- Theatrical release poster
- Directed by: Gracie Otto
- Written by: Krew Boylan
- Produced by: Jessica Carrera; Sonia Borella; Timothy White; Robyn Kershaw;
- Starring: Krew Boylan; Daniel Webber; Celeste Barber; Thomas Campbell; Todd Lasance; Jean Kittson; Bobby Cannavale; Rose Byrne;
- Cinematography: Toby Oliver
- Edited by: Deborah Peart; Kate Hickey;
- Music by: Cezary Skubiszewski
- Production companies: Dollhouse Pictures; Robyn Kershaw Productions; Invisible Wall Productions; Filmology; Spectrum Films; Arclight Films;
- Distributed by: Roadshow Films
- Release dates: 13 March 2022 (SXSW); 24 November 2022 (Australia);
- Running time: 94 minutes
- Country: Australia
- Language: English
- Box office: $579,756

= Seriously Red =

2022 film by Gracie Otto

Seriously Red is a 2022 Australian romantic comedy film directed by Gracie Otto, starring Krew Boylan, Daniel Webber, Celeste Barber, Thomas Campbell, Todd Lasance, Jean Kittson, Bobby Cannavale, and Rose Byrne.

==Synopsis==
After being fired from her job, a former real estate agent tries her hand at being a Dolly Parton impersonator.

==Production==
Seriously Red was written by Krew Boylan and directed by Gracie Otto.
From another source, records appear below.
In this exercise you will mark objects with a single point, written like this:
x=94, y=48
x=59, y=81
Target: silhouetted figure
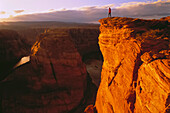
x=109, y=14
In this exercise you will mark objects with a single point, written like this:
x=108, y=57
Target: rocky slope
x=135, y=75
x=54, y=81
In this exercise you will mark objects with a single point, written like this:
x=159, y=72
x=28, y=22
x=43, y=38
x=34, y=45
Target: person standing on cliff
x=109, y=14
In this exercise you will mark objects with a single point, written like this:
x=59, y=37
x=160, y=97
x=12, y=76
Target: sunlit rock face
x=135, y=76
x=54, y=81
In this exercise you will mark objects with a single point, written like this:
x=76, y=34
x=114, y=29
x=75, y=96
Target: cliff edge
x=135, y=75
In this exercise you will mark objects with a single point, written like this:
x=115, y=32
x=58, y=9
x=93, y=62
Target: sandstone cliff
x=54, y=81
x=135, y=76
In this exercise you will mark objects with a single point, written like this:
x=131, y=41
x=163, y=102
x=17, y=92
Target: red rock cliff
x=135, y=76
x=54, y=81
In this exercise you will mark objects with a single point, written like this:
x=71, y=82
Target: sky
x=85, y=11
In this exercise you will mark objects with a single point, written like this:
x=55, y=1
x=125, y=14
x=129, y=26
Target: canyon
x=46, y=68
x=135, y=75
x=54, y=78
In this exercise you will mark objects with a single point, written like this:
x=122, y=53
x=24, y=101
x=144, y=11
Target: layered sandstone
x=54, y=81
x=135, y=76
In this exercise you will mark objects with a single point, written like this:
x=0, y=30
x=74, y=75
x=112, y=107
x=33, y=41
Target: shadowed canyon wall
x=54, y=81
x=135, y=75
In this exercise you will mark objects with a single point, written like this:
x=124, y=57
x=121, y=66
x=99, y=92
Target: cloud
x=2, y=12
x=18, y=11
x=146, y=10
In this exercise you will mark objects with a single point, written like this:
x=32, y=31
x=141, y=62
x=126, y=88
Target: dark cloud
x=93, y=14
x=2, y=12
x=18, y=11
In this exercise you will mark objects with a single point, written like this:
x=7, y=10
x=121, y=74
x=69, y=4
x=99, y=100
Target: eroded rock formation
x=54, y=81
x=135, y=75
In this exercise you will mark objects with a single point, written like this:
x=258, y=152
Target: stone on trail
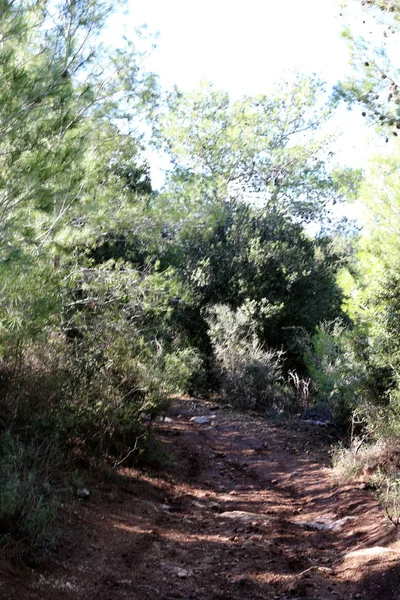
x=83, y=493
x=202, y=420
x=241, y=515
x=375, y=551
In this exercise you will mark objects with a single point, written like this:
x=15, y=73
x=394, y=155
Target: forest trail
x=162, y=533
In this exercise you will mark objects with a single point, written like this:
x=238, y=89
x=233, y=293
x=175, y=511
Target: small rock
x=182, y=573
x=202, y=420
x=325, y=524
x=376, y=551
x=241, y=515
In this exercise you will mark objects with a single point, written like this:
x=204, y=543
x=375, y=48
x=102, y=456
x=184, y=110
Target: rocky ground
x=244, y=509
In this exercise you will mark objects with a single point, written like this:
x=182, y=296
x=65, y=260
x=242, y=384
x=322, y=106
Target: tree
x=375, y=85
x=264, y=148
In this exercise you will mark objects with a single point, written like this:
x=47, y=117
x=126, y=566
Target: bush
x=338, y=372
x=27, y=505
x=251, y=376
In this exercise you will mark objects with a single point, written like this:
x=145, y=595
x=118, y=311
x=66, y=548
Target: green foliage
x=262, y=255
x=265, y=147
x=27, y=504
x=337, y=370
x=374, y=84
x=251, y=376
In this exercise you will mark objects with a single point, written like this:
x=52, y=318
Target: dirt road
x=245, y=510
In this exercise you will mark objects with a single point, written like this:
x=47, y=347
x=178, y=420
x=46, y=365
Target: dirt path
x=163, y=534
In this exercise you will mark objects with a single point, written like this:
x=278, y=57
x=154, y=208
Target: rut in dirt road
x=245, y=510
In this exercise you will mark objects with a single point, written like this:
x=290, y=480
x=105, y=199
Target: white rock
x=182, y=573
x=375, y=551
x=325, y=524
x=241, y=515
x=202, y=420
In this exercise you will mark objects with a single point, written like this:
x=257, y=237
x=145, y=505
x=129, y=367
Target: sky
x=244, y=46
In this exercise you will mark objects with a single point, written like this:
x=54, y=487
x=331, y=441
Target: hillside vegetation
x=115, y=296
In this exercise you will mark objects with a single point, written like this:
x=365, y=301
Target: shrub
x=338, y=372
x=27, y=505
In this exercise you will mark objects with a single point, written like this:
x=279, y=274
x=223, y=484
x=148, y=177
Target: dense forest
x=116, y=296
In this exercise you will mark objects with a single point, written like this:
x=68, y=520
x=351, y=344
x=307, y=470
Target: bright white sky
x=243, y=46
It was produced by Robyn Kershaw, Jessica Carrera, Sonia Borella, and Tim White. Toby Oliver was the cinematographer.

Deborah Peart and Kate Hickey edited the film, and Cezary Skubiszewski composed the score.

==Release==
The film premiered at 2022 South by Southwest Film Festival on 13 March.

It was released theatrically in Australia on 24 November 2022 by Roadshow Films. In July 2022, Gravitas Ventures and Lionsgate acquired North American rights to the film, with a planned release on February 10, 2023.

==Reception==
On the review aggregator website Rotten Tomatoes, the film holds an approval rating of 47% based on 38 reviews, with an average rating of 5.3/10. The website's consensus reads, "Manipulative and content to fall back on charmless camp for most of its runtime, Seriously Red is a serious letdown."

Dan Callahan of TheWrap praised the script and Boylan's performance. Damon Wise of Deadline Hollywood called the film "raucous but hugely enjoyable". Mae Abdulbaki of Screen Rant rated the film two out of five stars and criticised the writing while calling the performances "fantastic and engaging".